Why We Use This Checklist:

  • Hint Health is an enterprise software company with only a handful of engineers. We handle payments for big health care clients, and we can't afford to "just try whatever". We have to balance speed with getting things right the first time. This checklist has been iterated on many times, and has proved very helpful in doing that.
  • The goal here is to 1.) Make sure you build things people want. And 2.) Surface problems and implications of the design as fast as possible, by reminding ourselves of important questions that can easily get overlooked.

How To Use:

  • Use the top area to consolidate the latest thinking on the feature. (on that point, we don't use this for bugs or chores. only features)
  • Use the checklist at the bottom to make sure you're asking the right questions, and do a kick ass job of defining, designing, and implementing the feature.
  • As soon as you're like... "we should build X", stop and do the User Requirements Pipeline. This alone often catches and clarifies things significantly. You might have enough knowledge at that point to decide if you should actually build the feature. If not, doing some of the design pipeline might shine more light on the difficulty. Assuming it does get prioritized and picked up, then you do everything else.
  • This is what is working for us now. But we're always refining, so season to taste.

The Feature

Name:

PM: (Who's making sure this feature happens?)
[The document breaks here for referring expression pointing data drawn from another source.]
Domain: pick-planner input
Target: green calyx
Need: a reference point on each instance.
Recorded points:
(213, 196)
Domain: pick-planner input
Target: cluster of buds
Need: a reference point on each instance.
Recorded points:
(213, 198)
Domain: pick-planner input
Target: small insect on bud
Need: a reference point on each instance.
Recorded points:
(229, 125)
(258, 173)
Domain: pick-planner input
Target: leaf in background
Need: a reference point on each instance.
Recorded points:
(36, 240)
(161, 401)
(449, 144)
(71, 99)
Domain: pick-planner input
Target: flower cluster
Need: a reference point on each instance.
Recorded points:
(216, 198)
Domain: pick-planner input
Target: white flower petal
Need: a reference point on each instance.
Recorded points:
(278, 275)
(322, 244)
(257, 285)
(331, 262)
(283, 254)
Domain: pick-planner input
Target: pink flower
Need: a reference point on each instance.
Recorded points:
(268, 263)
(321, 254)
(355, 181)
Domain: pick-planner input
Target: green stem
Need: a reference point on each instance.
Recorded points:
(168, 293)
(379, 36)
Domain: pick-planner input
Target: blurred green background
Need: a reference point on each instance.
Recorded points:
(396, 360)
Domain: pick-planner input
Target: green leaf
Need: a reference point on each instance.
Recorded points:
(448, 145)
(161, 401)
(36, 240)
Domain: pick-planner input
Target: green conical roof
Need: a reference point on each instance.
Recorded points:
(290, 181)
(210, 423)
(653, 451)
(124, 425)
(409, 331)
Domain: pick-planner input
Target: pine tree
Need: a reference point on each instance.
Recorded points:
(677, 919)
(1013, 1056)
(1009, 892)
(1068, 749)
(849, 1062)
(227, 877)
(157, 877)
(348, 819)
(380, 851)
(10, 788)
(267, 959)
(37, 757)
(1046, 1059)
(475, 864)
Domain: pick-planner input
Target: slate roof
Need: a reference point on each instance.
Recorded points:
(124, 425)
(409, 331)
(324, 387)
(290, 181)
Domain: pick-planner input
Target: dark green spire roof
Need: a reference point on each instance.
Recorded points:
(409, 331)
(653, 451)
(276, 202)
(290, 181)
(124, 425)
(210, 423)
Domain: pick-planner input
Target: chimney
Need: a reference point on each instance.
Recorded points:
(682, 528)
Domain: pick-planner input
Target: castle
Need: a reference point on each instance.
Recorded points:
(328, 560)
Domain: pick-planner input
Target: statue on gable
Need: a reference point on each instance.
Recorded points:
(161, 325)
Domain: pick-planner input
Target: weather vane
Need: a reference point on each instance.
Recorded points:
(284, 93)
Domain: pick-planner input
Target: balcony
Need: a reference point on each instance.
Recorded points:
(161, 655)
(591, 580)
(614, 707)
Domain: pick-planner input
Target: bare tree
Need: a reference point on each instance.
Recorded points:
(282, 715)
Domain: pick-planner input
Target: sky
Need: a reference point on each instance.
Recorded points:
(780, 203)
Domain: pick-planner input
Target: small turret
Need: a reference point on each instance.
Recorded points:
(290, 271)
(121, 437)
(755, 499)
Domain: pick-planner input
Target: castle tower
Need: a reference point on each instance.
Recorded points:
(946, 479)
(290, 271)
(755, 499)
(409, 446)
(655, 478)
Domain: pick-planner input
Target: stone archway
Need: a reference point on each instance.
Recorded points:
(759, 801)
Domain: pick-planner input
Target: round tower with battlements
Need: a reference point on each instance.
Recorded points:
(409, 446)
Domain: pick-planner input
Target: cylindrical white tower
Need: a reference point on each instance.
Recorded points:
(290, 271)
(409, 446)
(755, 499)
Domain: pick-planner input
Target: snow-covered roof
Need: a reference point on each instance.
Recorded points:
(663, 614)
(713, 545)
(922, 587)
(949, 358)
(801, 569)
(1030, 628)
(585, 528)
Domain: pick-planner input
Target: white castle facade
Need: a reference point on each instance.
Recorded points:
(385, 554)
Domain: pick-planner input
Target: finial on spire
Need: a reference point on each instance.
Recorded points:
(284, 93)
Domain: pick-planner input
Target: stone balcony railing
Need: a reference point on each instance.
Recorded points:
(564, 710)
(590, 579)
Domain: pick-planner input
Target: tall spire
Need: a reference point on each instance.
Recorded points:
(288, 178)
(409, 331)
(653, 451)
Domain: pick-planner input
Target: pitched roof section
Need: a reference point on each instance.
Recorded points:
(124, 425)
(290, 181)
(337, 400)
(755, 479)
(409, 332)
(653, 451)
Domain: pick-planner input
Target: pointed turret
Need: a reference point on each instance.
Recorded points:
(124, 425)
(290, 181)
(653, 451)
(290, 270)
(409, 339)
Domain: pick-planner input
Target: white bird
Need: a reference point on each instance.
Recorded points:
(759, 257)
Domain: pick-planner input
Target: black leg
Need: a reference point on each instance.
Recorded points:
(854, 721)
Rough Value to Users Who Use It: (Low|Med|High)

Rough Number of Users Who Will Use It: (Low|Med|High)

Rough Engineering Difficulty: (Low|Med|High)

User Stories:

  • story 1 - As a user, I can...

  • story 2

  • Evidence - Customer interviews reveal X. Usage data reveals Y.

Designs:

  • Wireframes
  • DB / Schema Changes
  • API / Logic Changes
  • Front Ends
  • Why this was chosen

Alternate Designs:

  • alt 1
  • Why these were not chosen

Background Information:

  • Why? Customer email links? Phone call, or convo notes?

1 - User Requirements Pipeline

  • Define User Stories (not implementations: "A way to track progress in-app" VS "add some checkboxes") - Consider implications for other parts of the app such as Reporting or the Public API.
  • Observe / Get Feedback on User Stories (from relevant current or future customers)
  • Provide link / context to these user stories - give readers confidence these user stories are accurate
  • Prioritize User Stories, mark any as optional for the MLP (minimum lovable product)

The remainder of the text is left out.